How about this for testing; two blocks of metal separated by thermal grease and the top one with an out of balance wheel to achieve relative motion (pump out is supposed to be due to relative thermal expansion).

There is a certain logic, grease is carried out from the moving interface and caught on the edge when the motion returns.

I suspect that some thermal greases have lower thermal conductivity so that they remain sufficiently gooey to flow back into the crack using surface tension; this is where surfactants may play a role

Seems oleic acid may be a candidate (boiling point 360°C)
How To Make Ferrofluid (popsci.com)

I'm just playing with ideas here


----------



## unclewebb (Jun 6, 2021)

lexluthermiester said:


> I think it's nonsense


I think it is an issue for laptop CPUs that run for hours at 90°C or higher while gaming. Direct die or a heat spreader like desktop CPUs use seems to make a difference. 

Hard to argue with what this video shows. There is virtually no thermal paste left on the heatsink or on the CPU and GPU die where there obviously used to be paste.


----------



## Space Lynx (Jun 6, 2021)

unclewebb said:


> I think it is an issue for laptop CPUs that run for hours at 90°C or higher while gaming. Direct die or a heat spreader like desktop CPUs use seems to make a difference.
> 
> Hard to argue with what this video shows. There is virtually no thermal paste left on the heatsink or on the CPU and GPU die where there obviously used to be paste.



this must be why noctua made the nt-h2


----------



## unclewebb (Jun 6, 2021)

lynx29 said:


> nt-h2


I have heard from users that NT-H2 works much better long term in the laptop environment. TechPowerUp now uses NT-H2 on their test systems.


----------



## Shrek (Jun 6, 2021)

NT-H1 is good to 110°C
NT-H1 3.5g || Specifications (noctua.at)

NT-H2 is good to 200°C
NT-H2 3.5g || Specifications (noctua.at)


Even more interesting is they don't bother to list the thermal conductivity; I think this is a reflection that it is not that important.


----------



## Mussels (Jun 6, 2021)

"good to x" is by whatever metric the maker decided upon

Good to 200C for... a month? a year?

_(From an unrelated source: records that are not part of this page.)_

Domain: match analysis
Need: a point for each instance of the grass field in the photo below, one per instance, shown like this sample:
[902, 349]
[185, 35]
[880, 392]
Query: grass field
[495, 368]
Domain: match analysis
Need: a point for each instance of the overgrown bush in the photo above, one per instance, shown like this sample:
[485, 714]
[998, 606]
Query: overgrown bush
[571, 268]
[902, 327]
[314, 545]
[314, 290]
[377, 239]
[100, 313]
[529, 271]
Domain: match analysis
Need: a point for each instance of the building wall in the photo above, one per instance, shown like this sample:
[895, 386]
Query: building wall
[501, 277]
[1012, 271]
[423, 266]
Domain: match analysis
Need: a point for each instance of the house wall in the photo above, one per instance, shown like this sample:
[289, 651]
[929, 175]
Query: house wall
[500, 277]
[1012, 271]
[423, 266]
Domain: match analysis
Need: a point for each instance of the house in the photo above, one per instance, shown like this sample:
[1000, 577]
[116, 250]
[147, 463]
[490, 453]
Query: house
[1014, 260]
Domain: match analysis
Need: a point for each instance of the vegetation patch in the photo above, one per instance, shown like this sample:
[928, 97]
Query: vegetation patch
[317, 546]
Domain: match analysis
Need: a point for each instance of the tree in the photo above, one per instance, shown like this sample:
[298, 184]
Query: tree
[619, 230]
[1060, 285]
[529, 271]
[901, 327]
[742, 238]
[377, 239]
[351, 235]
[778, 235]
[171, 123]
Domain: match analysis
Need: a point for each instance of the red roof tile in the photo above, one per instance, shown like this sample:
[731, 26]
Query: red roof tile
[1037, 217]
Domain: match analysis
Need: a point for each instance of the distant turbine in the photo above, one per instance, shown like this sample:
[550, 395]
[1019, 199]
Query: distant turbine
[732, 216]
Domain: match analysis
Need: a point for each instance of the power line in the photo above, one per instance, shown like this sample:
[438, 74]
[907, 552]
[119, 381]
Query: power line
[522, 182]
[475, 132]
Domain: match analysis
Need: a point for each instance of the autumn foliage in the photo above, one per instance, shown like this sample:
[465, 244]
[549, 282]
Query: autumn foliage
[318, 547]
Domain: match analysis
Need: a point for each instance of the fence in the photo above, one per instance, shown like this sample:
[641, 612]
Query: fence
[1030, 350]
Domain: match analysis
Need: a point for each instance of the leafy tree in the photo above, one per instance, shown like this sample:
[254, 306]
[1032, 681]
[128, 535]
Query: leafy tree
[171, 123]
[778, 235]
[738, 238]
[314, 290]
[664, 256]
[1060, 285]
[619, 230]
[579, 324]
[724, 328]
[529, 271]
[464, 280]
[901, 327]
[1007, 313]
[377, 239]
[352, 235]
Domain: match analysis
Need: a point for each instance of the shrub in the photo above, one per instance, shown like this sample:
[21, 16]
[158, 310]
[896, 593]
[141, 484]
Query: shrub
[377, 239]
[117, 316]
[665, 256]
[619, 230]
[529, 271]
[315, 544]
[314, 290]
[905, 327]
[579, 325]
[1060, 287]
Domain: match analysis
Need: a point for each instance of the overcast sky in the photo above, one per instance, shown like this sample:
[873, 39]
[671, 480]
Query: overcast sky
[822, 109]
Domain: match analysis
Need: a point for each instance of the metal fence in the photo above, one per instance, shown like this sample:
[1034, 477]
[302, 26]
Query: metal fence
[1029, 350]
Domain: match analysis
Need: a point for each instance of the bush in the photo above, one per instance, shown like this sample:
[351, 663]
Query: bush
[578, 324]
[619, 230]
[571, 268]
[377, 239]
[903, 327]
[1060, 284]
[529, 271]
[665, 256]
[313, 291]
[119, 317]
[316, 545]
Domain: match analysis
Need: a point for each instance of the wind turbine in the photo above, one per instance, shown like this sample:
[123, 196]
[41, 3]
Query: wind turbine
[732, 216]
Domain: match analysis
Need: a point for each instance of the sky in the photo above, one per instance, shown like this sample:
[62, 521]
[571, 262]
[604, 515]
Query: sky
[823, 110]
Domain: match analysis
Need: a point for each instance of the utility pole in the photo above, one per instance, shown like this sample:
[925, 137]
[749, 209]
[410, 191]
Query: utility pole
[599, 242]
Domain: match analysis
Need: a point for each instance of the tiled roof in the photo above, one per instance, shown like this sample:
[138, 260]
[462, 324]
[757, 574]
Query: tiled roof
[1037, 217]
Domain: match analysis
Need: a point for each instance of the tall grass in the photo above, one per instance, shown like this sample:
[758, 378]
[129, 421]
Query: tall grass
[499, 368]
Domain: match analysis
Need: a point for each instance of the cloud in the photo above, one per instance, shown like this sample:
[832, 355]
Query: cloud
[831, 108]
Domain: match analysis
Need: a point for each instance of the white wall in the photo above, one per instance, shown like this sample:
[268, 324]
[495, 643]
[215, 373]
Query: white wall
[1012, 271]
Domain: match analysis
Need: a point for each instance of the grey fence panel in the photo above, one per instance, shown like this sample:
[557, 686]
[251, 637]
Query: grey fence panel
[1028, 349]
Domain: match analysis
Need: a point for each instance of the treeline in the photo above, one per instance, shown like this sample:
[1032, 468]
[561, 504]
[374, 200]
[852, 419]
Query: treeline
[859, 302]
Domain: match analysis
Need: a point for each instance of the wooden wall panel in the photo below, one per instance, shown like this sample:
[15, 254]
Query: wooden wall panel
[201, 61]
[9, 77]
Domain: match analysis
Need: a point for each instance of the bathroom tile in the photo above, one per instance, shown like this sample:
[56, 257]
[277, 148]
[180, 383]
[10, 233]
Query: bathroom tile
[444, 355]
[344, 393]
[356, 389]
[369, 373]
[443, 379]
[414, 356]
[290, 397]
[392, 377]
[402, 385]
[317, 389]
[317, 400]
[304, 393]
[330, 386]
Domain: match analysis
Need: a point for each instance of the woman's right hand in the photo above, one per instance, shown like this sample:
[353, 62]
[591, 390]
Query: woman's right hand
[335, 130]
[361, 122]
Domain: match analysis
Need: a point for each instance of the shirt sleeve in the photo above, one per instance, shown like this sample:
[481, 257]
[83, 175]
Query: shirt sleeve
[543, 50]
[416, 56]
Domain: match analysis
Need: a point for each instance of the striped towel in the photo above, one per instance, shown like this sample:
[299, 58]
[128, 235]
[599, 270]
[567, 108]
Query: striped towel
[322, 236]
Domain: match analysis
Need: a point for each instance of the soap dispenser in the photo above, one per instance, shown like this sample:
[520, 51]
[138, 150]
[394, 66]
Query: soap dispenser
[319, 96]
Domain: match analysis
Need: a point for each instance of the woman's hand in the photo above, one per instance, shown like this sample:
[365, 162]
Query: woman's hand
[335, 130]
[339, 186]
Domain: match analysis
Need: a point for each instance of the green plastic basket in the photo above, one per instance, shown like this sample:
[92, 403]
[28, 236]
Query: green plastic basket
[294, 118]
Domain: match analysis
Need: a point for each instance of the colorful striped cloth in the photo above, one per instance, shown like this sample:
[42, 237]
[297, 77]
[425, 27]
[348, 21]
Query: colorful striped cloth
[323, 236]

Good thermal conductivity?

Even with quality brands like noctua, incomplete information can lead to very wrong assumptions about what the marketed specs mean


----------



## Fangio1951 (Jun 6, 2021)

I've had my i7-7700 k delided and using Conductonaut LM for about 3+ years, with the mobo mounted vertically, in a Thermaltake Core P5 case and the temps haven't varied = normal - 26-30 C and stress = 52-55 C max.

System is fully water cooled = mobo, GPU and CPU.


----------



## freeagent (Jun 6, 2021)

I haven't experienced it myself.. but curious if it could be from a lack of mounting pressure? Some guys are afraid to turn screws all the way, or cooler just has a weak mount? My LGMRT on Intel is super tight, but on AM4 I can deal out full titty twisters even after the screws are done turning.. No problem with my new cooler.. she's tight.. Again no pump out though, so it has to be something else.. maybe the formulation of the TIM itself, or some other QC issue somewhere down the line.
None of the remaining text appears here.